Brunei Stops Enforcement of Death Penalty for Gay Sex

Recently, the small Southeast Asian country of Brunei has sparked global outrage. In April the country imposed punishments, including death by stoning for those convicted of gay sex, adultery and rape as a part of a new interpretation of sharia law. This caused major backlash among the international community. In response, Brunei’s leader, Sultan Hassanal Bolkiah, announced on Sunday that it would extend its moratorium, or temporary ban, on the death penalty, including the new punishments for gay sex.

It was a rare response to criticism towards the small, oil-rich nation, as this was only the latest in Brunei’s steps to integrate its interpretation of Islamic law into its common laws. Though this time the brutal punishments caught the attention of major celebrities and companies across the globe. Celebrities like Elton John, George Clooney and Ellen DeGeneres called for a boycott on all hotels around the world owned by the Sultan. As well as large companies including JPMorgan and Deutsche Bank told their staff to avoid using Brunei-owned hotels in light of new laws. Many travel companies also stopped promoting Brunei as a tourist destination.

Sultan Bolkiah made a televised statement on Sunday saying “I am aware that there are many questions and misperceptions with regard to the implementation of the SPCO (Syariah Penal Code Order)… We are conscious of the fact that misperceptions may cause apprehension,”

This is the first time he has spoken publicly about the penal code since its introduction.
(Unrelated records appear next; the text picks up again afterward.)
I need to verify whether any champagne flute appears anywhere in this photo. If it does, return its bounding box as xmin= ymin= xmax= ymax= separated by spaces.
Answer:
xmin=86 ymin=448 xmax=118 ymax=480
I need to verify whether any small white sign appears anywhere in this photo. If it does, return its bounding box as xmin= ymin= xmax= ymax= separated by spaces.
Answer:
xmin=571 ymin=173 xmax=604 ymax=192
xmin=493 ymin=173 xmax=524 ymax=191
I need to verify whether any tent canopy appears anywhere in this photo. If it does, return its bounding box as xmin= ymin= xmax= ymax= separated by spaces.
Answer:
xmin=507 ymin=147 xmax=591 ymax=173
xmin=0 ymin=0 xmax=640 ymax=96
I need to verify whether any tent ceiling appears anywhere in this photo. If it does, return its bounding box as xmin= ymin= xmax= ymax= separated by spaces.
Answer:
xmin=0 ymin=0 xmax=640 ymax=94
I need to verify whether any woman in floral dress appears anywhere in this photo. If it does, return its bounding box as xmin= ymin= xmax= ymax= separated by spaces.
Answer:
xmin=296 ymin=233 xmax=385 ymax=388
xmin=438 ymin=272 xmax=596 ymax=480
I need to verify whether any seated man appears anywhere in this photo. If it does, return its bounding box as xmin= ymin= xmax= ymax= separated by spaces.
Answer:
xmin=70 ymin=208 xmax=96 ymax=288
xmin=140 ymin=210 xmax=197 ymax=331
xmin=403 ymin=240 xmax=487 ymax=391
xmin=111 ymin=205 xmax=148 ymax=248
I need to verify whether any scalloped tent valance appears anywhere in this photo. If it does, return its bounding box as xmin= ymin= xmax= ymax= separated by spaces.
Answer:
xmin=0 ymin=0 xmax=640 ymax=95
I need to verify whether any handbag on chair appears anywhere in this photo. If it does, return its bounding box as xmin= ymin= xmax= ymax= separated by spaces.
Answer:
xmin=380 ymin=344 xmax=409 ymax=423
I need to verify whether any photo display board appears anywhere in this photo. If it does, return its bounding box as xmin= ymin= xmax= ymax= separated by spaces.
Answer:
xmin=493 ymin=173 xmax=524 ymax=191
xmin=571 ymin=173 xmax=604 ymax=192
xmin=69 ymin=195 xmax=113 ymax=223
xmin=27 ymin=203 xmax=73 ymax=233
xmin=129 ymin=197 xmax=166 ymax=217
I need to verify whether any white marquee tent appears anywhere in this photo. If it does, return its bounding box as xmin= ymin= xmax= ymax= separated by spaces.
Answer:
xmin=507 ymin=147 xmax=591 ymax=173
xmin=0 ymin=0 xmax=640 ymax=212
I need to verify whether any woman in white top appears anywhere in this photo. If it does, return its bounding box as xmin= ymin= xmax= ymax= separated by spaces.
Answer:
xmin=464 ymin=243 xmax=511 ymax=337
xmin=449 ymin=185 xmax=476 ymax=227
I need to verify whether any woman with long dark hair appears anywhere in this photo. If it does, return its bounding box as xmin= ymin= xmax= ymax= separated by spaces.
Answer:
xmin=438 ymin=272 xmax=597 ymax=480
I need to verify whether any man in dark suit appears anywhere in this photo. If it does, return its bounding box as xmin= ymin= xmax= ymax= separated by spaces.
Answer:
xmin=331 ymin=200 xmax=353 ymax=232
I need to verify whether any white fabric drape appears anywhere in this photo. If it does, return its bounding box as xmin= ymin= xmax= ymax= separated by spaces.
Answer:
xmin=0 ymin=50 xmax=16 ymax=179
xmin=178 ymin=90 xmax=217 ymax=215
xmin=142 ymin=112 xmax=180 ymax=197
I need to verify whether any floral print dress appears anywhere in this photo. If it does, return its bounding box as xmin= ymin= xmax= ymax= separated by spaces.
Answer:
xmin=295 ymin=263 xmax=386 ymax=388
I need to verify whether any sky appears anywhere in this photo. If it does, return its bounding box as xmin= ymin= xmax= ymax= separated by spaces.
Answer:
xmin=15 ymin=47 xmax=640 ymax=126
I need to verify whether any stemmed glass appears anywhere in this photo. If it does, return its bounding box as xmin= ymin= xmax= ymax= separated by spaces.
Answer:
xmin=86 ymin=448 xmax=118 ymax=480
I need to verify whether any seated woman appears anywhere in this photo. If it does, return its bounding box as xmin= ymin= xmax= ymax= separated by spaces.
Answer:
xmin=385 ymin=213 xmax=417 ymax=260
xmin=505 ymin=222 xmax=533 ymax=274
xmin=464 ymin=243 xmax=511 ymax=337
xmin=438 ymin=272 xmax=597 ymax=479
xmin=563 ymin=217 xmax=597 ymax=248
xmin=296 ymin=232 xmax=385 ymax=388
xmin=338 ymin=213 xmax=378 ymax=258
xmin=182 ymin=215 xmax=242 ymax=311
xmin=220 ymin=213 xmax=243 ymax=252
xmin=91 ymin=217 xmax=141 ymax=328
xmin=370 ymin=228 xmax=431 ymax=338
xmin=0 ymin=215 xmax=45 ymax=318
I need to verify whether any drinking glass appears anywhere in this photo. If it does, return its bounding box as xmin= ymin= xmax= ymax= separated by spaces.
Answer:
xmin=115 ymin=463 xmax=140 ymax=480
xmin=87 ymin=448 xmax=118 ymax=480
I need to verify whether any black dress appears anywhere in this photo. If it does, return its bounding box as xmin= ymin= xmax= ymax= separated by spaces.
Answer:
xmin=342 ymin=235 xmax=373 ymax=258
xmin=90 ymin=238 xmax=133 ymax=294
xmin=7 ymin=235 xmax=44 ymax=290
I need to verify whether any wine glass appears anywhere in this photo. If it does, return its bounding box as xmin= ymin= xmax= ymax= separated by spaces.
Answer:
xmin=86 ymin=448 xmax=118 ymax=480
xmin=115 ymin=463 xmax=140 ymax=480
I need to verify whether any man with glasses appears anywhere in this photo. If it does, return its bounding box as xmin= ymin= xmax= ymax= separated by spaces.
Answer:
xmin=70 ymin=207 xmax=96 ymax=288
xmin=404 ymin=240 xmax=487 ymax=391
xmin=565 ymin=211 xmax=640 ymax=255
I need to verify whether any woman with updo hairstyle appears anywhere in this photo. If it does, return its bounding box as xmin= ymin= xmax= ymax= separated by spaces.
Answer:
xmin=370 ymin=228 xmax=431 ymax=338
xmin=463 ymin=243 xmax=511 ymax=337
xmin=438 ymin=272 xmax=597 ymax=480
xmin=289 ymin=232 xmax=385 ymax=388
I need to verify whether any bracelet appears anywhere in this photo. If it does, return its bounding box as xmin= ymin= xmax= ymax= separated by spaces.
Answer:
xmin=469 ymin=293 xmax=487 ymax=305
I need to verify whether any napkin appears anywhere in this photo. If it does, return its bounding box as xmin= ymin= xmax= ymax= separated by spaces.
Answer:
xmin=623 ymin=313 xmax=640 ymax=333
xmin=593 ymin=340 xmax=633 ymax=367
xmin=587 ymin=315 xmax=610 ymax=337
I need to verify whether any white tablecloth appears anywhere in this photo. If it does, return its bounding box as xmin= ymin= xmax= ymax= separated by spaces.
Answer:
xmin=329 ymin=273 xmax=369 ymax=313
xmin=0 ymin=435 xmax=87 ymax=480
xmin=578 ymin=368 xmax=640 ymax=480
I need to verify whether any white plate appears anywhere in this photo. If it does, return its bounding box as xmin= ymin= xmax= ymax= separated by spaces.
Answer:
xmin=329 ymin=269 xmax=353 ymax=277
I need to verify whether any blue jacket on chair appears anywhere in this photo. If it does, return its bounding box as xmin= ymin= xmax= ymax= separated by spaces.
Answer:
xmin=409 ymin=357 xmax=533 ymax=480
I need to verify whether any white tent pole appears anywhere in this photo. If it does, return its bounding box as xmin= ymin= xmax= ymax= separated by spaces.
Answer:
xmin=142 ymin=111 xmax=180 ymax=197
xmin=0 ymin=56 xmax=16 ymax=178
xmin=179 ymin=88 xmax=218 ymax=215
He also announced that Brunei would ratify the United Nations convention against torture which it signed several years ago.

Prior to these new laws, homosexuality was already illegal in Brunei and punishable by up to ten years in prison.
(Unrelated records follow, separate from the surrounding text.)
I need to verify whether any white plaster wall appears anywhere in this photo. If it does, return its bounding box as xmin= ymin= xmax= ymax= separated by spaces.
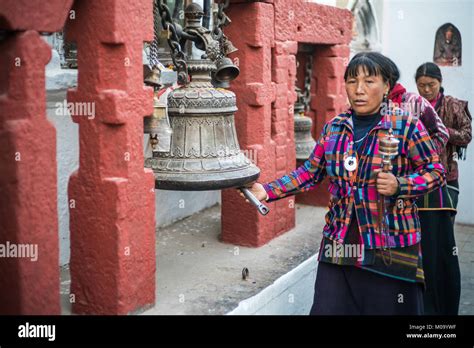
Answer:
xmin=380 ymin=0 xmax=474 ymax=224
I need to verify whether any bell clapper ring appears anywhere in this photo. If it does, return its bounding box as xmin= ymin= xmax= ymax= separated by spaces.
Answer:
xmin=239 ymin=187 xmax=270 ymax=215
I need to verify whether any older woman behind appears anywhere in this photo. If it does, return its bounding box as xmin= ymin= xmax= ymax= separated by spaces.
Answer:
xmin=415 ymin=63 xmax=472 ymax=315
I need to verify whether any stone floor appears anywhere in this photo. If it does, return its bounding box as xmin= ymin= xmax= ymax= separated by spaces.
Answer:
xmin=61 ymin=205 xmax=474 ymax=315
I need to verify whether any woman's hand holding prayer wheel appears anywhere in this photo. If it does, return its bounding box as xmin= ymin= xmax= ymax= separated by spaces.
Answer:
xmin=375 ymin=169 xmax=398 ymax=196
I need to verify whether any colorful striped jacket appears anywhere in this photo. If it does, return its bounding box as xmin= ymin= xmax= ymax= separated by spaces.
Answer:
xmin=263 ymin=109 xmax=445 ymax=249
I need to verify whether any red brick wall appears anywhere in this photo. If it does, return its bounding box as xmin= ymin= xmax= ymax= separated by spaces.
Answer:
xmin=221 ymin=0 xmax=352 ymax=247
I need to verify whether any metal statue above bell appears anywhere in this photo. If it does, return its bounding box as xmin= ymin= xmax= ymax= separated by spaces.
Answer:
xmin=145 ymin=60 xmax=260 ymax=191
xmin=294 ymin=89 xmax=316 ymax=160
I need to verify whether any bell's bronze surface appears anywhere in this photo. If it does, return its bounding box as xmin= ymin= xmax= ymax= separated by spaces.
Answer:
xmin=145 ymin=59 xmax=260 ymax=191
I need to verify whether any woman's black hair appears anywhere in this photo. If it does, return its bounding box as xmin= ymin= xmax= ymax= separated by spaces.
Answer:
xmin=415 ymin=62 xmax=443 ymax=82
xmin=344 ymin=52 xmax=400 ymax=90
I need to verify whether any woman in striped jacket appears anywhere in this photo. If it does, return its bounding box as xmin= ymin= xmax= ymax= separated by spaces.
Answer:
xmin=243 ymin=52 xmax=444 ymax=315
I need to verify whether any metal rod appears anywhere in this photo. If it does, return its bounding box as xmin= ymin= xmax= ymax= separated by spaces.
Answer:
xmin=202 ymin=0 xmax=211 ymax=29
xmin=240 ymin=187 xmax=270 ymax=215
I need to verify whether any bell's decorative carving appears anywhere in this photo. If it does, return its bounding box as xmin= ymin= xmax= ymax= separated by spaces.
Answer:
xmin=145 ymin=59 xmax=260 ymax=191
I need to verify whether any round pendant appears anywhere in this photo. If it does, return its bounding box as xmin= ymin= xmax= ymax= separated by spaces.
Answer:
xmin=344 ymin=156 xmax=357 ymax=172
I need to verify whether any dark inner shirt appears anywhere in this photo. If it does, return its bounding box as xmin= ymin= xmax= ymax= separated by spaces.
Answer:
xmin=346 ymin=112 xmax=382 ymax=244
xmin=352 ymin=112 xmax=382 ymax=155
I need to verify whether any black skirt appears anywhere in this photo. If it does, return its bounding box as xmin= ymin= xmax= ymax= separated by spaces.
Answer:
xmin=310 ymin=262 xmax=423 ymax=315
xmin=418 ymin=210 xmax=461 ymax=315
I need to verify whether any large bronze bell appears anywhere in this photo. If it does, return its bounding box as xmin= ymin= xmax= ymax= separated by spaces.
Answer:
xmin=145 ymin=59 xmax=260 ymax=191
xmin=294 ymin=98 xmax=316 ymax=160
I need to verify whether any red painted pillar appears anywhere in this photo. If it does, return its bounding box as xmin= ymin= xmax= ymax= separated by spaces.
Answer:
xmin=67 ymin=0 xmax=155 ymax=314
xmin=221 ymin=2 xmax=295 ymax=247
xmin=0 ymin=0 xmax=72 ymax=315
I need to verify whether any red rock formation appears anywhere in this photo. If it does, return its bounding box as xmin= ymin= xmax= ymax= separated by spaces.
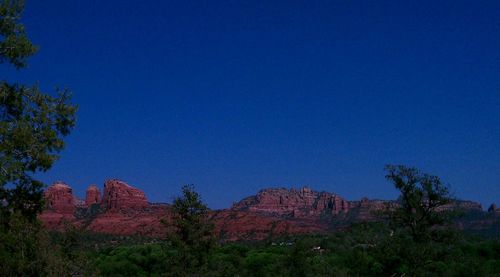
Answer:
xmin=102 ymin=179 xmax=148 ymax=211
xmin=85 ymin=185 xmax=101 ymax=207
xmin=40 ymin=180 xmax=492 ymax=241
xmin=233 ymin=188 xmax=349 ymax=218
xmin=44 ymin=182 xmax=76 ymax=215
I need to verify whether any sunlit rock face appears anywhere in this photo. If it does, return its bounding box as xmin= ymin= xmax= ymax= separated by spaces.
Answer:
xmin=233 ymin=187 xmax=349 ymax=218
xmin=85 ymin=185 xmax=101 ymax=207
xmin=101 ymin=179 xmax=148 ymax=211
xmin=39 ymin=179 xmax=500 ymax=241
xmin=44 ymin=182 xmax=76 ymax=215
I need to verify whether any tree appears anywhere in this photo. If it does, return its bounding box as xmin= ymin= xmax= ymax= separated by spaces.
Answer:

His statement went on to say that for decades, the small Southeast Asian nation has observed a moratorium on imposing the death penalty under its common law and that this will now cover cases brought under Brunei’s Islamic laws. According to the United Nations the last known execution in Brunei was carried out in 1957.

While this is a step in the right direction, many activists feel it is not enough. There are still many injustices that people of Brunei’s LGBTQ community face. Matthew Woolfe, the founder of human rights group, The Brunei Project said that even if they aren’t put to death, LGBTQ citizens of Brunei could still face fines, whipping or jail. “There is nothing stopping the Brunei Government from lifting the moratorium at any time,” said Woofle.

And in a statement for CNN, a gay man living inside Brunei, who was asked not to be named, said while the sultan’s announcement was “good news,” it did nothing to address widespread homophobia and discrimination in the kingdom.

“If they don’t do anything to show that they are supporting the LGBT community, nothing will change. Religion still has a major effect towards homophobia,” he said.

It is important to see the victory in this though. The international community made its voice heard and showed that changes can be made if people ban together to stop unjust policies and laws.